At this time, the fetus is basically developed, and anesthesia and medication will not increase the risk of fetal malformation.
In addition, the uterus is not overly enlarged at this time, leaving some space in the abdominal cavity, which facilitates laparotomy. The surgeon will perform unilateral adnexal resection or tumor removal according to the situation, and postoperative care should be taken to actively preserve the fetus to prevent miscarriage.
● Due to the current advances in anesthesia and laparoscopic surgery, laparoscopic ovarian cyst debridement or resection under general anesthesia is increasingly performed during pregnancy, and the postoperative recovery is fast, and there is no scar of conventional open surgery in the abdomen, which relieves the discomfort caused by the scar of abdominal surgery as pregnancy progresses, etc.
After 28 weeks of gestation, the uterus has occupied most of the abdominal cavity, which makes the operation difficult and makes the operation more difficult and prone to preterm labor, so it is best to wait until after delivery under close observation.
As we all know, the specimens removed during surgery should be sent to the pathology department for pathological diagnosis to find out the origin of the tumor and the nature of the tumor, except for malignant lesions. When the mass is suspected to be malignant, fresh tissue specimens will be sent for frozen pathology during routine surgery to determine the extent of further surgery.

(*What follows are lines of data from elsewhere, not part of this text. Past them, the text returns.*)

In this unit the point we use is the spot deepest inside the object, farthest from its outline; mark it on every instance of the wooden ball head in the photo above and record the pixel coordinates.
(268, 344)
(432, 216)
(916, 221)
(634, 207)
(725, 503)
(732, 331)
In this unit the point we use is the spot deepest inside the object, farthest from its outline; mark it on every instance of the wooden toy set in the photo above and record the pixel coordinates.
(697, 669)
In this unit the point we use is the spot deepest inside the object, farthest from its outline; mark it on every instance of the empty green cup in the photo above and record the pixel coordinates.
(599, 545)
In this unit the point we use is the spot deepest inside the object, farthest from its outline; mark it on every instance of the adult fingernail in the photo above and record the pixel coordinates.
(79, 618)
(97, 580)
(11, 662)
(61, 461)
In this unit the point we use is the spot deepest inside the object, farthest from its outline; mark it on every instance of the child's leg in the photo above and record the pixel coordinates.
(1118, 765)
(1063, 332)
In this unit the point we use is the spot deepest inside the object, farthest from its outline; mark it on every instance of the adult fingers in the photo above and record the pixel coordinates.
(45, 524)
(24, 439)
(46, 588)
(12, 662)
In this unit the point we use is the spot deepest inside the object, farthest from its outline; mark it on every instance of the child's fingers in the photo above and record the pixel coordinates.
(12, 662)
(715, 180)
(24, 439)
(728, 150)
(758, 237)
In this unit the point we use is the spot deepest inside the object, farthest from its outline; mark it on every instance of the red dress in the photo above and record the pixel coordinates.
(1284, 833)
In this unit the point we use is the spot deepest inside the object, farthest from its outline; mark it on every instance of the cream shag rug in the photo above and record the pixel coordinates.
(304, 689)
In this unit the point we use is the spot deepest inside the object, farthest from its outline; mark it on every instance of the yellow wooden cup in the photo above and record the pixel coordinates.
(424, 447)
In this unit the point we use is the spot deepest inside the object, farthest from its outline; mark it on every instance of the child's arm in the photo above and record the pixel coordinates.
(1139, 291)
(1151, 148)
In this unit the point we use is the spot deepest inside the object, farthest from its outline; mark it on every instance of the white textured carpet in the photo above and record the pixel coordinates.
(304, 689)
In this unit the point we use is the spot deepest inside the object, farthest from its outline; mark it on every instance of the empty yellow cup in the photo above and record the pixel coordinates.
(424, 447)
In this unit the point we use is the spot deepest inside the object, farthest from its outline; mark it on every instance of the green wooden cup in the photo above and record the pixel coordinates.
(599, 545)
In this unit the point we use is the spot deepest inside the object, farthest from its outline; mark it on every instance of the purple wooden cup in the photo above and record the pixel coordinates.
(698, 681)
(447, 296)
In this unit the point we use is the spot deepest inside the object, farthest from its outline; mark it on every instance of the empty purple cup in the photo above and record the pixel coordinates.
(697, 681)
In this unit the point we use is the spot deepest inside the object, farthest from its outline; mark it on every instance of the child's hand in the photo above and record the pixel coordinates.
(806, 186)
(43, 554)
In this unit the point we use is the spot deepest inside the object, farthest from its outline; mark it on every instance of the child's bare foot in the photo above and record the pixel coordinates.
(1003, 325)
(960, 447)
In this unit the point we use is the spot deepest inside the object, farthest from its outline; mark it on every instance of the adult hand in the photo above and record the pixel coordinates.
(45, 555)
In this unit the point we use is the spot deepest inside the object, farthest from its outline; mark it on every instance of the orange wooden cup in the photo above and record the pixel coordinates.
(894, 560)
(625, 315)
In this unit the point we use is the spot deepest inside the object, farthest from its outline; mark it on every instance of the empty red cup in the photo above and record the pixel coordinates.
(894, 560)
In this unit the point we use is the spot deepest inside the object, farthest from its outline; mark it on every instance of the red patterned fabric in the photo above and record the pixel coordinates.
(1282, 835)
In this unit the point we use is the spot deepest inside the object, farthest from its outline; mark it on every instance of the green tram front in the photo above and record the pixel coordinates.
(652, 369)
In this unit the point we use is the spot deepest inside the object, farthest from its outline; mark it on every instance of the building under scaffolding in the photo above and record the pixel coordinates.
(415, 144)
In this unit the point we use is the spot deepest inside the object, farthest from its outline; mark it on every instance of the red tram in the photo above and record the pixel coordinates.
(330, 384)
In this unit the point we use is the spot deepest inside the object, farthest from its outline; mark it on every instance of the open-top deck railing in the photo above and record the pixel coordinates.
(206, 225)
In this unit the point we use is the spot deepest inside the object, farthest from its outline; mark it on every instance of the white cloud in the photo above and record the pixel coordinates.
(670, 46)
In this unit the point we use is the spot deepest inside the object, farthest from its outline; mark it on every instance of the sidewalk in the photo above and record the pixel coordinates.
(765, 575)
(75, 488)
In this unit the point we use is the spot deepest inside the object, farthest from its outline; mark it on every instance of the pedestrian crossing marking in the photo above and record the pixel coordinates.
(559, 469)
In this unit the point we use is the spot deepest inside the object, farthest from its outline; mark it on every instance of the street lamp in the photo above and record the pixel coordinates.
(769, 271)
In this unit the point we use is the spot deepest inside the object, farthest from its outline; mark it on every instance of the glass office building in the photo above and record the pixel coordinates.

However, frozen pathology results during pregnancy may be influenced by pregnancy hormones and may easily affect the tissue grading of the tumor. Therefore, despite the intraoperative sending of frozen pathology, it is still recommended to wait for the final paraffin pathology section results, so a second surgical treatment may be required.
What is the mode of delivery if I have ovarian cysts?
Is it necessary to have a cesarean section and surgery for ovarian cysts at the same time? “If the ovarian cyst does not obstruct the birth canal or if there is a risk of rupture during labor, it is generally not indicated for termination of pregnancy by cesarean section. If the cyst obstructs the birth canal or there is a risk of rupture, a cesarean section can be performed to terminate the pregnancy and the tumor can be removed at the same time, depending on the situation.
● In late pregnancy, if the ovarian cyst has been retreated outside the pelvis, there is no possibility of obstructing the birth canal, and there is no suspicion of cyst malignancy, vaginal delivery can be performed after postpartum surgery.
After vaginal delivery, the pelvic and abdominal cavities become larger again due to uterine contraction, and the position of the ovarian cysts may change, and the possibility of cyst torsion may occur during the puerperium.
In addition, regular pelvic review or ultrasound examination should be done after delivery, and surgery for ovarian cysts should be performed if necessary.
Regular physical examination is very important to treat any disease early. Especially before preparing for pregnancy, it is better to go to the obstetrician for prenatal consultation and physical examination. If ovarian cysts are found, you will be advised through physical examination and ancillary tests whether you can get pregnant or have surgery before pregnancy.
There is no need to be overly stressed and anxious when ovarian cysts are found after pregnancy. Cooperate with your doctor’s examination in order to decide whether you need surgery during pregnancy and what is a safer way to operate. Ovarian cysts in pregnancy are prone to complications such as cyst tip torsion and rupture. When sudden acute abdominal pain occurs, you should seek medical attention promptly. If complications occur in ovarian cysts during pregnancy, or if malignancy is suspected, immediate surgery should be performed. Cesarean section is recommended for termination of pregnancy only if the ovarian cyst is at risk of obstructing the birth canal or may rupture during labor; otherwise, the pregnancy can be delivered vaginally. Regular follow-up of ovarian cysts should be performed after delivery and complications should be noted.